Consider the given problem here “A = {E1, E4, E6}”, => P(A) = P(E1)+P(E4)+P(E6) = 0.05+0.25+0.1 = 0.4, => P(A)=0.4. Similarly, “B = {E2, E4, E7}”, => P(B) = P(E2)+P(E4)+P(E7) = 0.2+0.25+0.05 = 0.5, => P(B)=0.5. Finally, “C = {E2, E3, E5 E7}”, => P(C) = P(E2)+P(E3)+P(E5) +P(E7) = 0.2+0.2+0.15 +0.05 = 0.6, => P(C)=0.6.
Now, “(AUB) = {E1, E4, E6, E2, E7}”, be the sample space.

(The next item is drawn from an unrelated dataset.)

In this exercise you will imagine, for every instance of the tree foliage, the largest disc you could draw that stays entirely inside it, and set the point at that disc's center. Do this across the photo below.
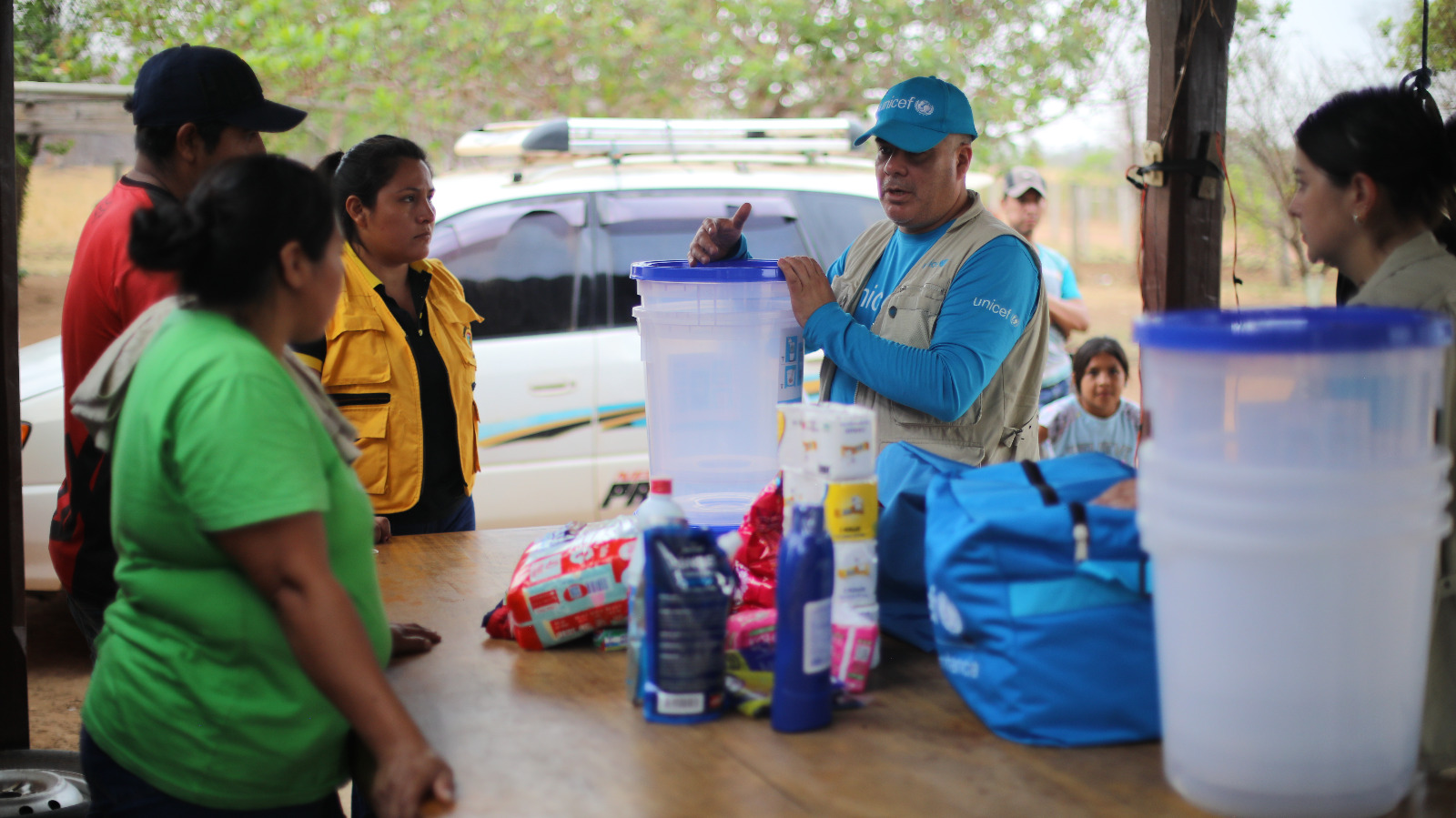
(431, 68)
(1405, 36)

So, “P(AUB)” is given by.
=> P(AUB) = P(E1) + P(E4) + P(E6) + P(E2) + P(E7) = 0.05 + 0.25 + 0.1 + 0.2 + 0.05 = 0.65, => P(AUB) = 0.65”.
Now, “(AUB) = A + B - AB = {E1, E4, E6} + {E2, E4, E7} - {E4} = {E1, E4, E6, E2, E7}. So, “P(AUB)” is given by, where “AB = A intersection B”.
=> P(AUB) = P(A) + P(B) – P(AB) = 0.4 + 0.5 – P(E4) = 0.9 – 0.25 = 0.65, => P(AUB) = 0.65”.
Now, “A = {E1, E4, E6}” and “C = {E2, E3, E5 E7}”, => “AC = {0}”, => “A” and “C” are mutually exclusive events.
Now, “B = {E2, E4, E7}” and the total sample space is given by, “S = {E1, E2, E3, E4, E5, E6, E7}”, => B^c = S-B = {E1, E3, E5, E6}, “B^c = {E1, E3, E5, E6}”. So, “P(B^c) = P(E1) + P(E3) + P(E5) + P(E6) = 0.05 + 0.2 + 0.15 + 0.1 = 0.5, => P(B^c) = 0.5”.
Now, the “P(A|B) = P(AB)/P(B) = 0.25/0.5 = 0.5” and “P(B|A) = P(AB)/P(A) = 0.25/0.4 = 0.625”.
Now, the “P(A)=0.4” and “P(B)=0.5”, => “P(A)*P(B)=0.4*0.5 = 0.2” and “P(AB) = 0.25”. Now, “P(AB)” and “P(A)*P(B)” are not equal, => they are not independent.